Mr Chan (2018) pretends not to see me, while appearing to see right through me. Staring me straight between the brows, Lai Lon Hin’s photographic portrait of a lifesize cardboard cutout, issued by the Hong Kong government as part of a recent campaign against smoking, is authoritative and uncanny. Hin’s second solo exhibition at Blindspot Gallery is a clear departure from his first, held in 2010, which showed images of Hong Kong architecture saturated with colour and taken with an SLR. Taken on a less conspicuous cameraphone (an iPhone or, in a few cases, an older LG model), without any filter and only the occasional post-production crop, many of the photographs in Gritty Eye capture their subjects unawares, zooming in on the moments when a stranger makes a private face in the public realm.

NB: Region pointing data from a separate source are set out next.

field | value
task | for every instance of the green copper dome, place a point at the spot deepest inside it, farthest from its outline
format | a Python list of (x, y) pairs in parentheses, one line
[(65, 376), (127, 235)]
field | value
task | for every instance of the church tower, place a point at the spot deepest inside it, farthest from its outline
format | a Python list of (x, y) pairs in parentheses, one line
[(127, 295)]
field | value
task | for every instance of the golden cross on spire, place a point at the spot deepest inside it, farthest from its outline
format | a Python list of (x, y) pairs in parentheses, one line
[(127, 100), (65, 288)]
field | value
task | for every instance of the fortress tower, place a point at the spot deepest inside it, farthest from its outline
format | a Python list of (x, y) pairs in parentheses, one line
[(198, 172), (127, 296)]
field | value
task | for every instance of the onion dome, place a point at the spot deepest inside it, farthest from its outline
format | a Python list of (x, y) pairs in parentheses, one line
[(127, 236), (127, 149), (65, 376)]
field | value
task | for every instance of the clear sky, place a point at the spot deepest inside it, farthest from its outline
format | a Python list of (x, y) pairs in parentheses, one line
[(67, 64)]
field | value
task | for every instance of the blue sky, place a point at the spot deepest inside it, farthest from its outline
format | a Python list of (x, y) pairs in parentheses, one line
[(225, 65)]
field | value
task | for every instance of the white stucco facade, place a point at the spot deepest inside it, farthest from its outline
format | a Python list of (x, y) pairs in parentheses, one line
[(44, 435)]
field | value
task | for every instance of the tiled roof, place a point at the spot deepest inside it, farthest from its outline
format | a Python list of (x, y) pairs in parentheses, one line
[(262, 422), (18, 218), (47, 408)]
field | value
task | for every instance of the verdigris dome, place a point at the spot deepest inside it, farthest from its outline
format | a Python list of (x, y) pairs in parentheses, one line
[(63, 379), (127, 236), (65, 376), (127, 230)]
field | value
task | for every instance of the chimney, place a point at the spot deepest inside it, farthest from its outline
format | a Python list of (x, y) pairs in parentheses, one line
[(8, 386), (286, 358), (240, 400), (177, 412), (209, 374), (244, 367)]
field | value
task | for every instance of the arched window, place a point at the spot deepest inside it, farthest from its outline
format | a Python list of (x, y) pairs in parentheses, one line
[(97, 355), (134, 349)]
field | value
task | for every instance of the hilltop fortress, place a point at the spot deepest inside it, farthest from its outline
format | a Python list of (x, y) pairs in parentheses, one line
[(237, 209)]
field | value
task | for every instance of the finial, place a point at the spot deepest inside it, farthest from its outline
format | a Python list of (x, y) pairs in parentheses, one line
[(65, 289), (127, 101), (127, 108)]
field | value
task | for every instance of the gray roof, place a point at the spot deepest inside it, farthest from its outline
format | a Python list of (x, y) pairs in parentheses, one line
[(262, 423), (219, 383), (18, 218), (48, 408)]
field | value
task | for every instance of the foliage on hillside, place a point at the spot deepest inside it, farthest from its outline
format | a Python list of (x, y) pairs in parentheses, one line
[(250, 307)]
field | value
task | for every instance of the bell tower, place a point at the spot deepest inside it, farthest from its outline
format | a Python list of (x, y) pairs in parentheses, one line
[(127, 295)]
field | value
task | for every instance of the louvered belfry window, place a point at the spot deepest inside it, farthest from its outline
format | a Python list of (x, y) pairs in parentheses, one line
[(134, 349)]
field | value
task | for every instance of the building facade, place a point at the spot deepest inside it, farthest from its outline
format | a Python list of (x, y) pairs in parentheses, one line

In Cantonese, the exhibition title translates to ‘sty’ – that painful little lump that can form on your eyelid’s frill, a little pink, a little like a zit. It also describes the proverbial pinprick to one’s eye when viewing something off-putting. The 36 works in this exhibition are primarily arranged in miniseries. For example, Fingers Grazing (2017) is paired with Preparations Before Travel (2018). The first shows two hands grazing the tops of plastic flowers implanted along the moving walkway connecting the Central and Hong Kong subway stations; the second is a found image showing Filipina domestic workers in training. The affinity between this duo lies in the sensation of another kind of real, made possible by an aesthetic that lays bare its artificial construction to capture the condition of the object.
Many of the works in the exhibition have a doubling effect. Airy Bangs (2018) shows two women wearing red lipstick with eyes half-closed; Backed by Brilliance (2018) is a portrait of person standing in front of a lightbox shown in the gallery as an image on a lightbox; an image of two hands almost clasped together has been printed onto a flat sheet curtain that splits down the middle to allow entry into the final chamber of the show. Linda (2018) is presented as a screensaver program: the woman’s face adorning a passport-photo booth in Guangzhou is shown in closeup, and boings from one edge of the screen to another. Usually soothing, this particular screensaver was made discomfiting by the perfect symmetry of Linda’s face, which is made up of half a face mirrored down the middle. The truth-value derived from looking does not always increase with more context, and Hin’s works are focused on the condition of the moment. In today’s media environment, in which everyone produces images at all times, Hin’s work is less concerned with voyeurism than with capturing people and things off-guard.